At Embark, we often receive questions like this one: “How can you differentiate ancestry between closely related breeds?”

For example, American Bulldogs and modern English Bulldogs are the descendants of working English Bulldogs that made their way to America with working-class immigrants. So, how can we tell the difference between the genetics of American Bulldogs and English Bulldogs?

The short answer to this question is that there are four evolutionary processes. Meiotic recombination, mutation, genetic drift, and natural selection lead to independent genetic changes in the two related breeds over time. This eventually leads to genetic divergence between the two breeds. Let’s use a reference population of American and English Bulldogs. From this we identify genetic signatures that are shared between two related breeds. More importantly, we identify genetic signatures unique to each breed. Thus, for any Embark dog, we can measure the fraction of the genome with ancestry from either the American or the English Bulldog.

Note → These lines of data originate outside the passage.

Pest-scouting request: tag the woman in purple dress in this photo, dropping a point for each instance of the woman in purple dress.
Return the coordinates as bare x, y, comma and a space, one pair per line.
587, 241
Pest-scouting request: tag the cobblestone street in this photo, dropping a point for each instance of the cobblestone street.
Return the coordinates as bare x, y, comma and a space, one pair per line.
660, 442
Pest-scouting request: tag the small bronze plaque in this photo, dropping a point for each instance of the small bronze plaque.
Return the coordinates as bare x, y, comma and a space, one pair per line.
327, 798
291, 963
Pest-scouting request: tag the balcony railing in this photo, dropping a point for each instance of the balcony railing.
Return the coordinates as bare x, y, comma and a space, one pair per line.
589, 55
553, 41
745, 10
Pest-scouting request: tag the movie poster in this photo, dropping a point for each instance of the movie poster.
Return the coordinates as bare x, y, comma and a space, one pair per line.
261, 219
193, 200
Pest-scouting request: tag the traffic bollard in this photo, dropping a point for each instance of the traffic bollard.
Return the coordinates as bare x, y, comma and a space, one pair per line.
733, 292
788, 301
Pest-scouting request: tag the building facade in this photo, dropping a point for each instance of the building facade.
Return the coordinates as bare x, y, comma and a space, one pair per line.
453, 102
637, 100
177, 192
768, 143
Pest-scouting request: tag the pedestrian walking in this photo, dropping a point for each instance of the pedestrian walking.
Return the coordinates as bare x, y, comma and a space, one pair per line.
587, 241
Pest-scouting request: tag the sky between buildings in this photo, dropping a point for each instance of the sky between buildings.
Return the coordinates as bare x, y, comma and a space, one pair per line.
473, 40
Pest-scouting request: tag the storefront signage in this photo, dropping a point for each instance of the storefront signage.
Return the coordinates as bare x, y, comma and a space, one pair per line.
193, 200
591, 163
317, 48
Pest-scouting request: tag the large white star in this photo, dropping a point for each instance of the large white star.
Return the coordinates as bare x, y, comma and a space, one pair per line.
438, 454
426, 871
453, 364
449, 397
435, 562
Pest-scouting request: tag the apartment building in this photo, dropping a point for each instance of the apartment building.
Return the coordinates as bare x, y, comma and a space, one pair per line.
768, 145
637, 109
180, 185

That’s the short answer, but we know that some of you need to know more to understand dog DNA. For an extended discussion of these processes, read on.

Genetic barcodes

To set the stage, let’s begin by imagining the genetic variation in dog DNA sequences within a breed of dogs as a set of barcodes. Figure 1 shows that every breed or population contains a limited set of genetic barcodes. Each of these is present in that breed in a certain frequency.

Figure 1

An example dog breed with genetic barcodes at different frequencies

For each generation, through the evolutionary processes of recombination, mutation, genetic drift, and natural selection (and artificial selection in the case of dogs), the genetic barcodes carried by two breeds that each descend from a single ancestral breed genetically diverge from their ancestral population. Recombination and mutation physically change the content of DNA barcodes, while drift and selection change the frequencies of the barcodes.

Recombination and mutation physically change the content of DNA barcodes, while drift and selection change the frequencies of the barcodes.


These are spontaneous changes to DNA. They can change the content of a genetic barcode over time by replacing one or more base-pairs of DNA with different base-pairs, remove sequence, or add entirely new sequence. There are many different kinds of mutations. Point mutations are some of the most common and simplest mutations. These are changes to single base pairs in a strand of DNA. Insertions and deletions are another common class of mutations. They are known as indels for short. They are the addition or removal, respectively, of segments of DNA from a chromosome.

A mutation can be passed on to offspring when a mutation occurs in the germline, the sperm or eggs, of an individual. The offspring in turn may pass that mutation on to their offspring. Figure 2 illustrates how different kinds of mutations can change the content of a genetic barcode in a lineage over time.

Figure 2

Propagation of two mutations, a point mutation and a deletion, over time in a dog’s barcode


This is the shuffling of DNA content between the two copies of a chromosome carried in a single individual during the process of meiosis (formation of sperm and egg cells). This shuffling of DNA content breaks down the length of an individual’s genetic barcodes. It also creates new barcodes that are combinations of the two barcodes inherited from parents. As such, recombination can change the content of DNA barcodes passed to offspring, each and every generation. Some mixed-breed dogs have more Supermutt ancestry (ancestry that cannot be reliably assigned to a single breed). This is because of the continuous breakdown of barcodes through meiotic recombination. I’ll discuss this in more detail in a future post.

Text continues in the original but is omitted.